間違い電話かもしれないと、昨日の電話番号は着信拒否にしていたが、全く知らない番号からだった。
「もしもし・・・・・・」
『ねえ? なんで金ぇ持ってこねぇの?』
「ですから・・・・・・誰なんですか?」
『はぁ? イタガキ。よろ』
「はぁ・・・・・・」
『でさぁ・・・・・・なんで金持ってこないわけ?』
「いや、金って?」
『俺がさぁ用意しろって言ったらさぁ持ってくるのが礼儀じゃん? 違う?』
クチャクチャ・・・・・・
耳障りなこの音は、ガムを噛んでいる音だった。
「イタガキさん・・・・・・あの、なんで僕の電話番号知ってるんですか?」
『後輩の後輩がさぁ昔カモにしてたヤツがいるってゆうからぁ、聞き出しただけぇ』
「・・・・・・」
きっと、高校の時にカツアゲしてきた不良の誰かだ・・・・・・
そいつが、この無礼で威圧的な人物に教えたに違いない。
「あの、僕には関係ないことなので・・・・・・」
『あのさぁ、俺も、大切な時間使ってさぁ、お前に電話してるわけぇ』
「はぁ」
『だったらさぁ・・・・・・金出すのが当たり前だろぉが!! ゴラァ!!』
あまりの声量に、耳を離しそうになった。
『あ~もうムカついたわ。もういいから、とりま、三〇〇万用意』
「いや、ですから・・・・・・」
『日本語ワカル? お前、金、用意する。
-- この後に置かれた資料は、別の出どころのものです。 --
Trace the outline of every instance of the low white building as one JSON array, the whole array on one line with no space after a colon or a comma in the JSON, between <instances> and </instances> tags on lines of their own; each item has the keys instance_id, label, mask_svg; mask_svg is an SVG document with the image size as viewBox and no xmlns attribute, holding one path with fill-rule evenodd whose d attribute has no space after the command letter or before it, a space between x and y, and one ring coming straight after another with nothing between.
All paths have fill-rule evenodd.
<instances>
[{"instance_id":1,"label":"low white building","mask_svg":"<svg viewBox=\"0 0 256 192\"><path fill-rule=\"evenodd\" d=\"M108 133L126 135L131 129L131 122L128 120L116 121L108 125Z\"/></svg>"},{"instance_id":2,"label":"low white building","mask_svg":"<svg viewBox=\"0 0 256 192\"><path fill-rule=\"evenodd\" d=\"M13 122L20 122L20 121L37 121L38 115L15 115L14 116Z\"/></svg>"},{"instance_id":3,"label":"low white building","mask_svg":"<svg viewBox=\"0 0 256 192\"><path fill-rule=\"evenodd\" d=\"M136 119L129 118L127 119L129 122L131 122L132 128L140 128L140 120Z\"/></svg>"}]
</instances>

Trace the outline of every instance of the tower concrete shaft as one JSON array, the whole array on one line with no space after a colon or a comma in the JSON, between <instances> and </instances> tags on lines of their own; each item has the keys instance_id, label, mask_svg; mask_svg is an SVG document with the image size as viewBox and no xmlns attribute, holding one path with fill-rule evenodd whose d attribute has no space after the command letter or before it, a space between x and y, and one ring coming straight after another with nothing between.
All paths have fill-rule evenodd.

オーケー?』
プツッ・・・・・・
切れた・・・・・・
どうする・・・・・・
きっと、不良に聞いたのであれば、住所も聞き出しているはずだ。
警察・・・・・・いや、自分のことで家族を不安にさせられない。
では・・・・・・芥川・・・・・・
「ダメダメダメ!!」
今さら、一ヶ月も休んでおいて久しぶりの会話が「助けてください」なんて・・・・・・
無理だ・・・・・・
その夜は震えて眠ることになった。